Working with the homeless: The Unidentified yet existent parts of our society

During my summer break from school and teaching, i decide to work with the homeless people in Delhi. I started working on a project which involved us trying to set up a community kitchen in the homeless temporary shelters so as to provide a proper and constant source of livelihood to the people who live in the shelter. We hoped to start the kitchen by initially serving the people living there itself and then move onto making it a co-operative wherein they could possibly supply food to a school or office. With this vision in mind, i started visiting the homeless shelter of Aman Biradari at Urdu Park near Jama Masjid, Delhi. Little did i know before starting that i was going to witness the worst scenes of destitution, helplessness, poverty that i couldn’t have even imagined to be ever possible. In the past one month, i have seen and met women who have been sold, raped on a regular basis for most of their lives, who have been born and have lived all their lives on the streets itself. I have met children as small as 6 year old who are addicted to drugs beginning from smaller addictions of adhesive smelling and extending to bigger addictions of Smack, Ganja etc. I have seen and interacted with kids who openly admit that they steal in order to survive, who have openly admitted to being raped or sexually molested by their peers or elders(and these are male children that i am talking about). I have seen the smaller kids of the women who live in the shelter playing in the dirt everyday, eating it and have seen them enjoying that life, making merry in those situations.

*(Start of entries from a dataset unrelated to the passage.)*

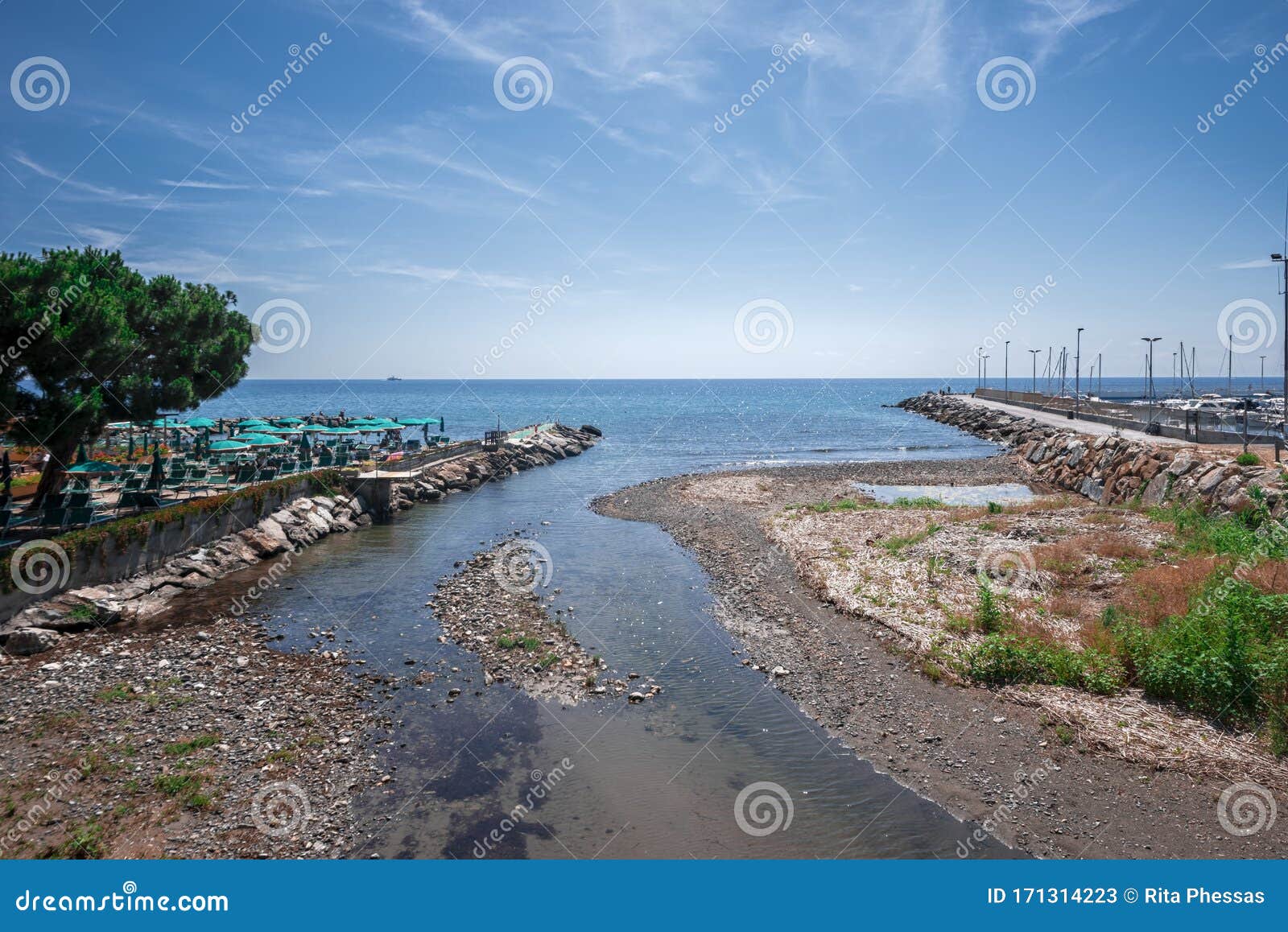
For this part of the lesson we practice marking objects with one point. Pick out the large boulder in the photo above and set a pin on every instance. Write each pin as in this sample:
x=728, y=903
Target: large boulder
x=27, y=641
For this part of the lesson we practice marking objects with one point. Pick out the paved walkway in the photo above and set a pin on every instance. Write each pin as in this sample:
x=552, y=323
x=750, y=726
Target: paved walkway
x=1056, y=419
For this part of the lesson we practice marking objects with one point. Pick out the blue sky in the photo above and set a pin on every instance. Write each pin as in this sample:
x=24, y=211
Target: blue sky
x=880, y=201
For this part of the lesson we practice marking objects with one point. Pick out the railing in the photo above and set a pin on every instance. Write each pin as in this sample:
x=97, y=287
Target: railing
x=1195, y=427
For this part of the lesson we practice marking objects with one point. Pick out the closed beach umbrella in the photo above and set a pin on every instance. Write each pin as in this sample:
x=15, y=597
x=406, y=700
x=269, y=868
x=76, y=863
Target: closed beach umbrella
x=158, y=475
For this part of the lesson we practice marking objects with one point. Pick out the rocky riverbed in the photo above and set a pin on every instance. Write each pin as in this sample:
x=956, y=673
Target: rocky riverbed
x=493, y=608
x=182, y=742
x=972, y=749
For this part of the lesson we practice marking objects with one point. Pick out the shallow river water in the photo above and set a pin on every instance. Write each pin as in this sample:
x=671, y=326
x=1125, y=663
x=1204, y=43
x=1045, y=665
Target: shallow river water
x=704, y=770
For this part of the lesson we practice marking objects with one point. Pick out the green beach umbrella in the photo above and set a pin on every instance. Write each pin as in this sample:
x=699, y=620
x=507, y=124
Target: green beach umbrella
x=94, y=466
x=261, y=440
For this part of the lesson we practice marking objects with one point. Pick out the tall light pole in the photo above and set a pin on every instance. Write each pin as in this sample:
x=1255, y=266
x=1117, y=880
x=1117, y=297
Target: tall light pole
x=1150, y=341
x=1077, y=376
x=1278, y=258
x=1006, y=369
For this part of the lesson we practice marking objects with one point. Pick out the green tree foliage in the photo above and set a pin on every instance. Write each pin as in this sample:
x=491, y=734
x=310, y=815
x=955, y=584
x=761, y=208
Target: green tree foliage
x=85, y=340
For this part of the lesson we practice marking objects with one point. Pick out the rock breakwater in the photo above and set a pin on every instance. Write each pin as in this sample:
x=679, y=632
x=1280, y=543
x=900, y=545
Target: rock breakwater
x=1111, y=468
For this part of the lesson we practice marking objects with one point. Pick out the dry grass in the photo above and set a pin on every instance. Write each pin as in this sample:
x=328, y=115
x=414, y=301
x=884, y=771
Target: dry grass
x=1269, y=577
x=1157, y=592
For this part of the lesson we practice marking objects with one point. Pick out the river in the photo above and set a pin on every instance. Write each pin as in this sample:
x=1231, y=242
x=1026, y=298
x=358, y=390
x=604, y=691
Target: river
x=603, y=779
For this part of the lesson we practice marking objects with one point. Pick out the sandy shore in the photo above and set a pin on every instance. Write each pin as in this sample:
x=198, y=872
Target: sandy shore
x=976, y=751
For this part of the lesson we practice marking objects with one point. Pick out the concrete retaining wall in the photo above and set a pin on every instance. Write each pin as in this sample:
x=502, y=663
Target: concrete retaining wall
x=124, y=555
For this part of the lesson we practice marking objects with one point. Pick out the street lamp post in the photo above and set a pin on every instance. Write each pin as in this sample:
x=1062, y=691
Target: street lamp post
x=1150, y=341
x=1006, y=369
x=1077, y=376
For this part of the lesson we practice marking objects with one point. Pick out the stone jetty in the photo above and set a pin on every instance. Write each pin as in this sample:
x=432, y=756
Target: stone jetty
x=1113, y=470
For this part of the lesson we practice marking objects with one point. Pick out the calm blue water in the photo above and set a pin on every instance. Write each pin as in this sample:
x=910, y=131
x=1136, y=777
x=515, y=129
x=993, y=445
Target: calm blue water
x=650, y=427
x=652, y=781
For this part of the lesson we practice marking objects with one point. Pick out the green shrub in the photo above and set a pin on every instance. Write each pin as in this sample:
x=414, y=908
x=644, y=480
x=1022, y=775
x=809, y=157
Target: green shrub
x=1227, y=658
x=989, y=612
x=1005, y=659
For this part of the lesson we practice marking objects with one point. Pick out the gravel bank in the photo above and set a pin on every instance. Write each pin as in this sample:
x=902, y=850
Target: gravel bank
x=493, y=608
x=966, y=748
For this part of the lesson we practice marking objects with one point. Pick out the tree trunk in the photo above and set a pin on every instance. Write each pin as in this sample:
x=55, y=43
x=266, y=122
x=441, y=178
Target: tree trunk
x=61, y=451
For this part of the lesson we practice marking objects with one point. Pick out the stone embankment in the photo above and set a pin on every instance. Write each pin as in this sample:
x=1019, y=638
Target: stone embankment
x=470, y=472
x=279, y=537
x=1113, y=470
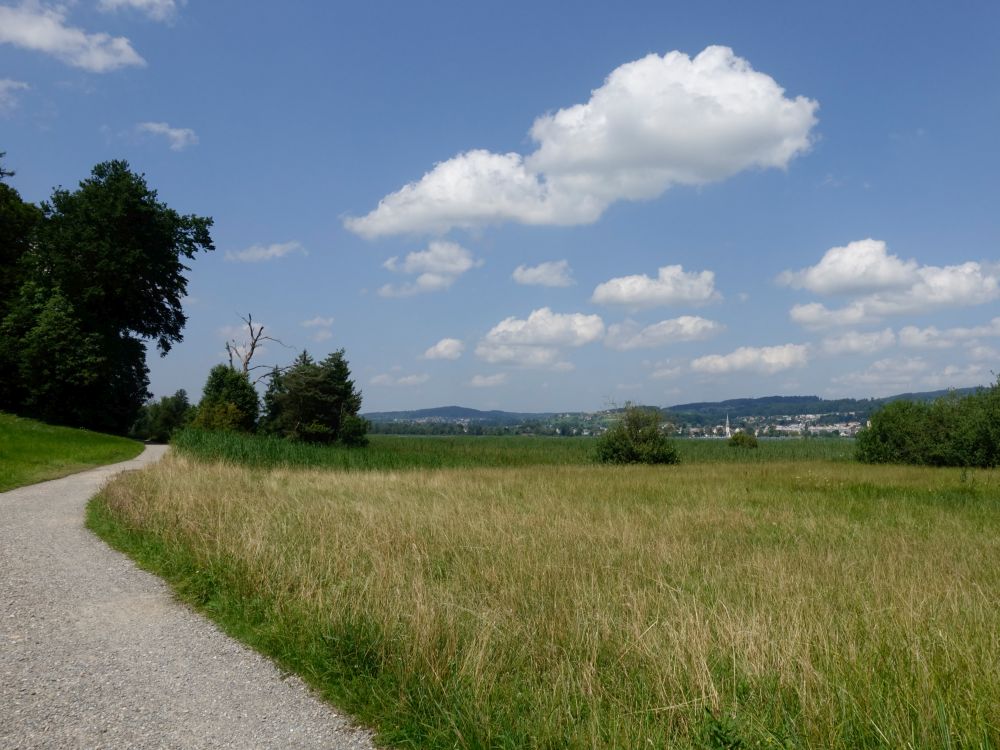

I have seen young wives been abandoned by their husbands after getting them pregnant, i have seen the local youth of the area circling the shelter in order to lead such rescued women away by deceit so as to sell them away at the brothels nearby, most of these women are really innocent village girls. Imagine the impact on the minds of these girls whose only fault was to run-away with their lover. I have seen drugs being sold to small kids in the open right in front of my eyes and have faced the helplessness of not being able to do anything about it.

These people have no formal government identity, in-fact in most cases the government doesn’t want to officially recognize them by issuing them any identity proofs for that would only add to her woes. The children there are mostly run-aways from their families and are one’s with enormous amount of courage for its this courage that got them to run away from their families. They mostly run away from drunkards father or from sexual or physical molestation that they experience. Some of them have also been be-fooled by their friends and left their villages in hope of a better city life. They are all fiercely independent people and self-respect/ego is one thing that you would find in abundance here. In-fact, i have learnt this through observation that their self-respect is the only thing that these people hold dear for its the only thing that gives them proof of their being alive,their individuality or the fact that they are humans as well.

Visiting Jama Masjid has been such a strong, mind-numbing experience for me. It has really shaken me up badly, the optimism, the positivity that i had towards the world has suddenly hidden itself somewhere. Interacting with the people there has exposed me to the worst shades that life has to offer, the worst forms that a human psyche can take. Most of the children and women have already seen the worst that life has to offer and thus, there is little that they are afraid of. However, despite all that so strong is the feeling of togetherness in these women that the moment that they see any other helpless women being troubled by men, they all group together to help her out. Trust me when i say this, these homeless women would have rescued many more women from prostitution and a life of slavery than most of our social activists today.  Its the courage of these women and children and the never say die attitude which gets them through the conditions that they face. Some of them are there because of their fate and some because of their own doings, however, the only thing common in all is the fact that they have all given up all hopes of getting out of destitution. They have accepted their condition and learnt to live with it. They have been so badly battered by the society that the word HOPE is something that they don’t resonate with.

For my part, there are very rare days wherein i have returned from Jama Masjid without tears brimming out of my eyes, being bewildered and puzzled by the level of degradation there. However, day in and day out, the only thing that this project has made my resolute stronger for i can so feel the difference that a good leader at the proper place can bring for these people. I have become really weak though because of being exposed to all this in such a short interval. I have to really work on my inner-self so as to become strong enough to not be impacted by it while working towards eradicating it. I hope i get that strength.